In Seattle, last month, I talked to Mac Walters about this. He's writing next year's Mass Effect 2 from BioWare. The studio he works for is known for telling long, detailed stories through its video games. The Mass Effect and Jade Empire, to name a pair of recent releases, are crammed with optional, explanatory text. The games' characters are often ready to provide richer detail about their lives, their tribes, or their home planets than the plot requires.
"A lot of the reason that stuff is in there is because we have players who want to know everything and love that," Walters said. He believes that the details BioWare provide bring some of their players back to "the days they picked up their Dungeons and Dragons [source]books and read about every character in there."
That deep level of extra narrative detail may be a BioWare signature, but it's not a BioWare exclusive.
Consider this sampling of late 2009 games: If you find hidden treasures in Naughty Dog's Uncharted 2, you'll be prompted to press a button to learn background information about them. Snoop through the spaceship Ishimura in EA's Dead Space Extraction and you can find text and audio logs that elaborate on the events that preceded your arrival. Rocksteady's Batman: Arkham Asylum overflows with dozens of discoverable recordings of its colorful secondary characters revealing their deranged states of mind.
It is so common for games to provide all these extra details that I had begun to look at Fumito Ueda as the most unusual of game creators.
The Sony developer's games, Ico and Shadow of the Colossus, explain almost nothing. Their heroes are ciphers, their side-characters almost mute. They include no scrolls, no tablets and no scannable objects.
They let you wonder. Or, to put it another way, Ueda's games seldom explain anything.

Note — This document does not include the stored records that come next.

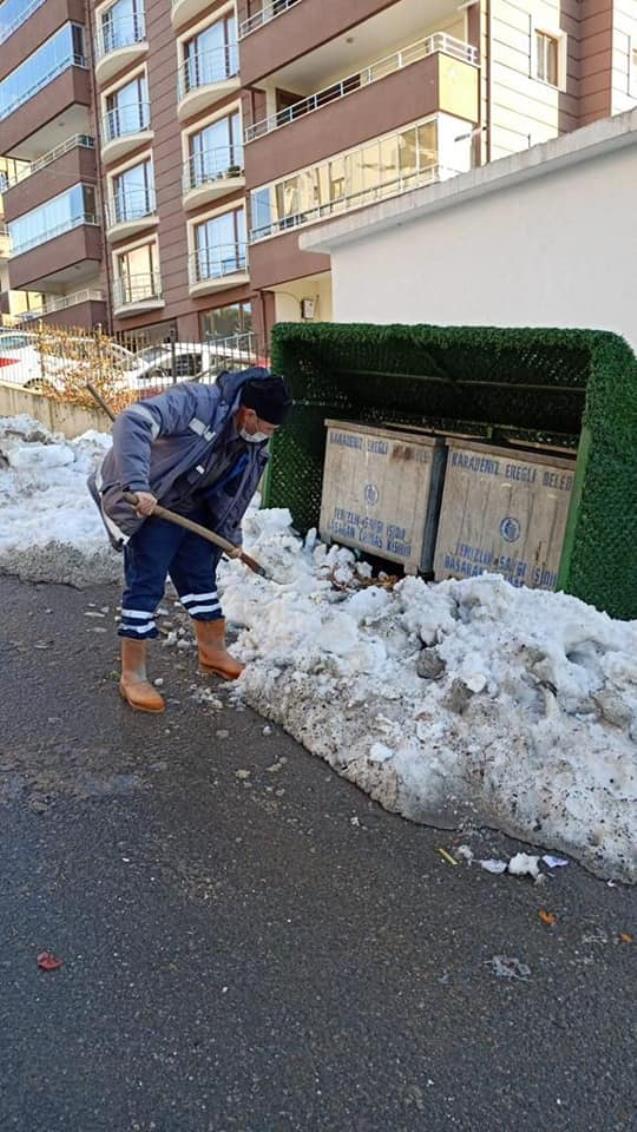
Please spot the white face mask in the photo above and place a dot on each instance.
(254, 437)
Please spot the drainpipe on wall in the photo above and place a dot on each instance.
(489, 122)
(95, 101)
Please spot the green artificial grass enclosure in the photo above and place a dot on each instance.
(569, 388)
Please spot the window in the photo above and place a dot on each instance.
(62, 50)
(14, 13)
(227, 322)
(548, 58)
(62, 213)
(138, 274)
(134, 193)
(122, 24)
(216, 151)
(127, 109)
(220, 246)
(371, 172)
(212, 56)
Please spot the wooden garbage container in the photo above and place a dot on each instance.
(505, 512)
(381, 492)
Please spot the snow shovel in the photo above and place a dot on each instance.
(171, 516)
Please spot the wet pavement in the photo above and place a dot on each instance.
(250, 944)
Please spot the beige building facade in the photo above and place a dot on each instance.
(171, 155)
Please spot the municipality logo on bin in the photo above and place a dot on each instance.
(509, 529)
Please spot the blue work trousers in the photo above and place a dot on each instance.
(160, 549)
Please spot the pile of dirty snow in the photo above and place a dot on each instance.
(50, 530)
(463, 702)
(458, 702)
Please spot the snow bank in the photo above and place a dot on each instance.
(461, 702)
(50, 531)
(524, 715)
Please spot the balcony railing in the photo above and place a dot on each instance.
(130, 205)
(52, 303)
(62, 65)
(51, 233)
(439, 42)
(216, 263)
(114, 34)
(393, 188)
(14, 14)
(206, 68)
(269, 10)
(80, 140)
(123, 120)
(136, 289)
(217, 164)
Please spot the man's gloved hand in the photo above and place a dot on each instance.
(146, 503)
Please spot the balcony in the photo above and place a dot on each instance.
(70, 256)
(432, 76)
(118, 44)
(268, 11)
(125, 129)
(218, 268)
(392, 187)
(183, 11)
(213, 173)
(129, 212)
(56, 106)
(378, 70)
(60, 169)
(134, 294)
(205, 78)
(5, 243)
(80, 308)
(282, 32)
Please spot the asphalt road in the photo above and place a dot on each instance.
(267, 950)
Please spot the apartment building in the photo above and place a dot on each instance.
(165, 154)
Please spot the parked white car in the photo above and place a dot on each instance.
(24, 362)
(197, 360)
(40, 362)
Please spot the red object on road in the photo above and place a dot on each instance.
(49, 962)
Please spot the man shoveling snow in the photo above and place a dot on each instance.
(201, 451)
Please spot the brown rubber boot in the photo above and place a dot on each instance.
(213, 654)
(134, 684)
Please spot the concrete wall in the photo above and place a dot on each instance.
(57, 417)
(556, 250)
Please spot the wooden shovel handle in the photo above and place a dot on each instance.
(231, 550)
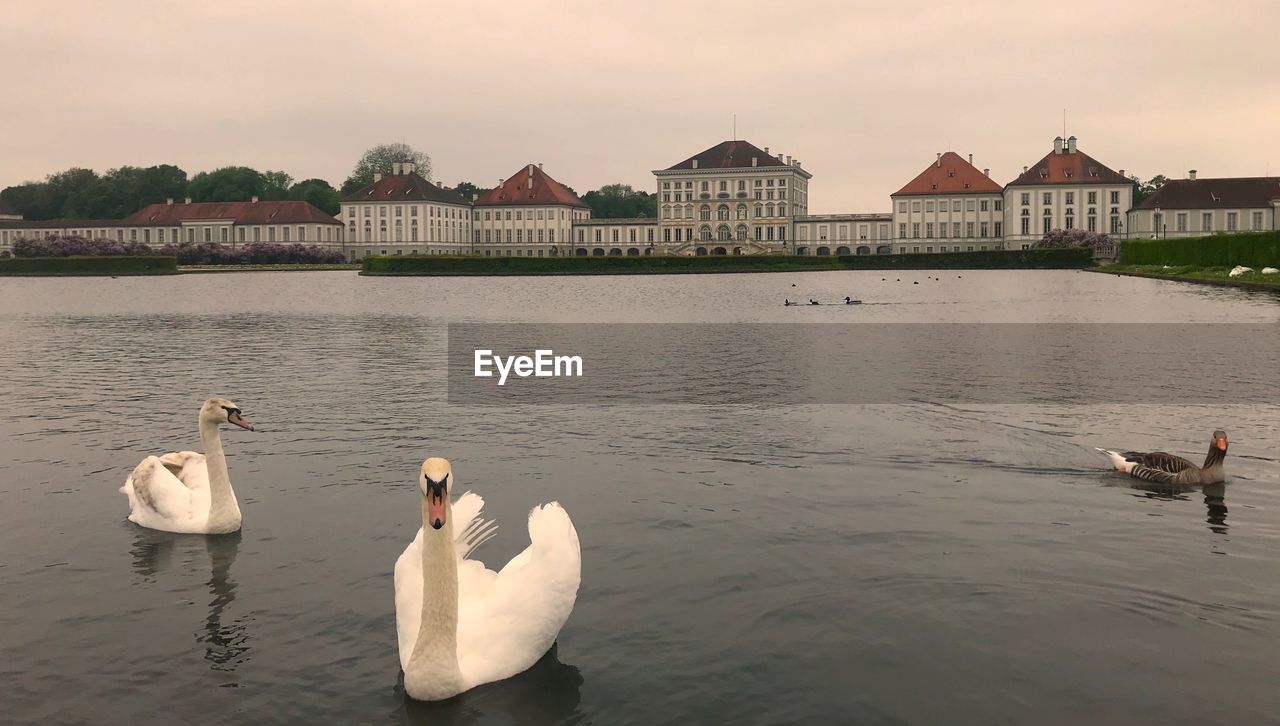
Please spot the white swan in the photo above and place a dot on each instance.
(461, 625)
(184, 491)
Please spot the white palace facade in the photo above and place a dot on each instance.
(731, 199)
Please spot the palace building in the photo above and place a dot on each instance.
(529, 214)
(193, 223)
(950, 206)
(406, 214)
(1065, 190)
(1191, 208)
(732, 199)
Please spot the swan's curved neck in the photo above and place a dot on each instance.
(433, 667)
(223, 512)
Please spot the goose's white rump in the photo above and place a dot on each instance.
(504, 620)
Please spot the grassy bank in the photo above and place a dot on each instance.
(1196, 274)
(472, 265)
(85, 266)
(1252, 250)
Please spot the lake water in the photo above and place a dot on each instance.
(877, 564)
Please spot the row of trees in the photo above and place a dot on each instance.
(83, 193)
(208, 254)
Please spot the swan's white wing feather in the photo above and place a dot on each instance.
(188, 466)
(158, 500)
(525, 605)
(472, 576)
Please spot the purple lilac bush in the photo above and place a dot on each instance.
(1060, 238)
(208, 254)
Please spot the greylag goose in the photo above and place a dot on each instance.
(1168, 469)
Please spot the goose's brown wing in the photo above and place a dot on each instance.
(1160, 461)
(1148, 474)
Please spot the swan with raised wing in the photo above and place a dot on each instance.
(461, 625)
(1164, 467)
(188, 492)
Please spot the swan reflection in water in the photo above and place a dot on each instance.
(1215, 500)
(547, 693)
(154, 553)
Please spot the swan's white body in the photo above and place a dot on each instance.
(187, 492)
(464, 625)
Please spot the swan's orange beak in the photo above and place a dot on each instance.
(437, 497)
(234, 418)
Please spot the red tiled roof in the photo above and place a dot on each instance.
(1239, 192)
(730, 155)
(530, 187)
(950, 174)
(405, 188)
(240, 213)
(1068, 168)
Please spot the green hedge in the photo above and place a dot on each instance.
(472, 265)
(147, 265)
(1255, 250)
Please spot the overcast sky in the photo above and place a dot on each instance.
(864, 94)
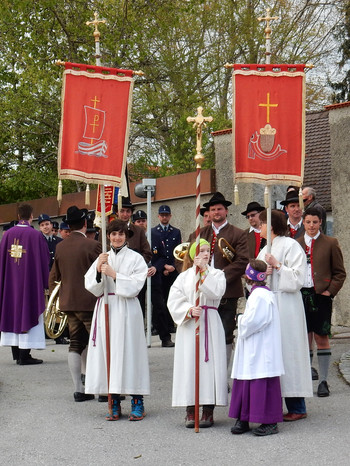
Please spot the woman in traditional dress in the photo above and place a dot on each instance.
(123, 271)
(257, 364)
(213, 370)
(287, 269)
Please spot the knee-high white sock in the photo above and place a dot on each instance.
(324, 359)
(74, 364)
(83, 361)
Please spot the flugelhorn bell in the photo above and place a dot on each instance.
(55, 320)
(180, 251)
(227, 250)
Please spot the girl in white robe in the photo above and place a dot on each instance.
(287, 267)
(257, 363)
(123, 271)
(213, 372)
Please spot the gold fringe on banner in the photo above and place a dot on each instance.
(301, 202)
(59, 193)
(236, 195)
(266, 197)
(87, 195)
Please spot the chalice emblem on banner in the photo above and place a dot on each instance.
(95, 120)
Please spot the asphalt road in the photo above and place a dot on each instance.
(42, 425)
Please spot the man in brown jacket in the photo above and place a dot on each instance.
(255, 242)
(237, 238)
(73, 258)
(324, 278)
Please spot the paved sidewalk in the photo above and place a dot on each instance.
(42, 425)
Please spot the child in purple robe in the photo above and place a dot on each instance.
(257, 365)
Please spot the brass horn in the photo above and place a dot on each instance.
(227, 250)
(55, 321)
(180, 251)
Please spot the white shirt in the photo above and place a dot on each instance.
(309, 282)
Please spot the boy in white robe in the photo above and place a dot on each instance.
(124, 272)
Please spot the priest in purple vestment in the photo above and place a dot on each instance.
(24, 272)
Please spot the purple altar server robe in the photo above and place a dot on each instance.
(24, 272)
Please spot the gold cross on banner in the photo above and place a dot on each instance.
(96, 22)
(268, 105)
(198, 122)
(16, 250)
(268, 19)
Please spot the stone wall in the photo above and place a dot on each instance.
(339, 119)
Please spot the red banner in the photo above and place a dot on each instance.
(94, 133)
(269, 123)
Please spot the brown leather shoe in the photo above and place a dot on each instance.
(189, 419)
(207, 419)
(293, 417)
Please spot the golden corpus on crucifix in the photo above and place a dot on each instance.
(198, 122)
(268, 19)
(96, 22)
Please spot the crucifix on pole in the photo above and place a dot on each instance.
(199, 121)
(268, 31)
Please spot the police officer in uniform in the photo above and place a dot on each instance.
(169, 237)
(45, 226)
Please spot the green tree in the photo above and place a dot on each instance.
(342, 88)
(181, 45)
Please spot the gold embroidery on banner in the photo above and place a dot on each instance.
(16, 250)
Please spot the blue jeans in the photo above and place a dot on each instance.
(296, 405)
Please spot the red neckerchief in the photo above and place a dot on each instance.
(212, 246)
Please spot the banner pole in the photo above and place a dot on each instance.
(198, 123)
(97, 34)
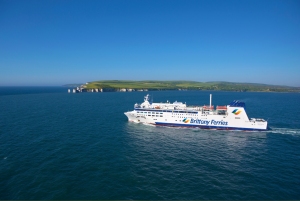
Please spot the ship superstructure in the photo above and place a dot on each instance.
(229, 117)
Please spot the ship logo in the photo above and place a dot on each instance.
(236, 111)
(186, 120)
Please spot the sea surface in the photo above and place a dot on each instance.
(58, 146)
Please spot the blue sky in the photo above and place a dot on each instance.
(56, 42)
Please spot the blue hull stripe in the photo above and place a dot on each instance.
(207, 127)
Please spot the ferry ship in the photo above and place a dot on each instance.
(178, 114)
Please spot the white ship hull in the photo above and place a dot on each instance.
(231, 117)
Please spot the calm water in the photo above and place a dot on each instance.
(55, 145)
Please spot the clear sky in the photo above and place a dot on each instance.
(56, 42)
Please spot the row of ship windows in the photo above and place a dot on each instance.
(151, 112)
(172, 111)
(162, 113)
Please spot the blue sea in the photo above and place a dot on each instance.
(57, 146)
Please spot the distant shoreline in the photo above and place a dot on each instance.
(129, 86)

In Tokyo last month I asked Ueda if he was intentionally trying to promote a sort of video game storytelling minimalism. "There's no deliberate idea to do that," he said through a translator, suggesting it was a less conscious consequence. "My personal preference is that I tend to be more easy-going. I'm not so interested in small text and a detailed background setting."
I talked to Ueda about the propensity of other developers to include a lot of background detail. They do it differently than you, I said. They explain the backgrounds of every character and every sword.
"But I think what it's trying to achieve is the same goal [as me,]" Ueda said. "I think having information about the sword or the character history is trying to add realism to the game as much as possible. And that's just one method of doing it, to have text and characters speaking. But that's not the way I chose to go with my games. I'm focusing on realism of the image itself." His realism, as he put in the context of developing his team's next game, The Last Guardian, comes from a style of graphics and animation that can convey emotion and a sense of presence in an imaginary world.
Back in Seattle earlier in the month, Walters from BioWare had advocated a sense of mystery but explained the challenges of not explaining things. "It's always a balancing act between what can be mysterious and what can't be," he said. "If it's something the player has to know, we need to find a way to make sure a player knows it. Sometimes that even involves repetition because, if the player misses it, then they're just confused and frustrated. But there are things we can sort of leave hanging. That's something I'm personally a fan of. If I see it in my work or the writer's work, I'm fine with leaving it in there. As long as we resolve it at some point or there's a plan to resolve it at some point."
Explain the key stuff, he said. Leave the rest of it optional.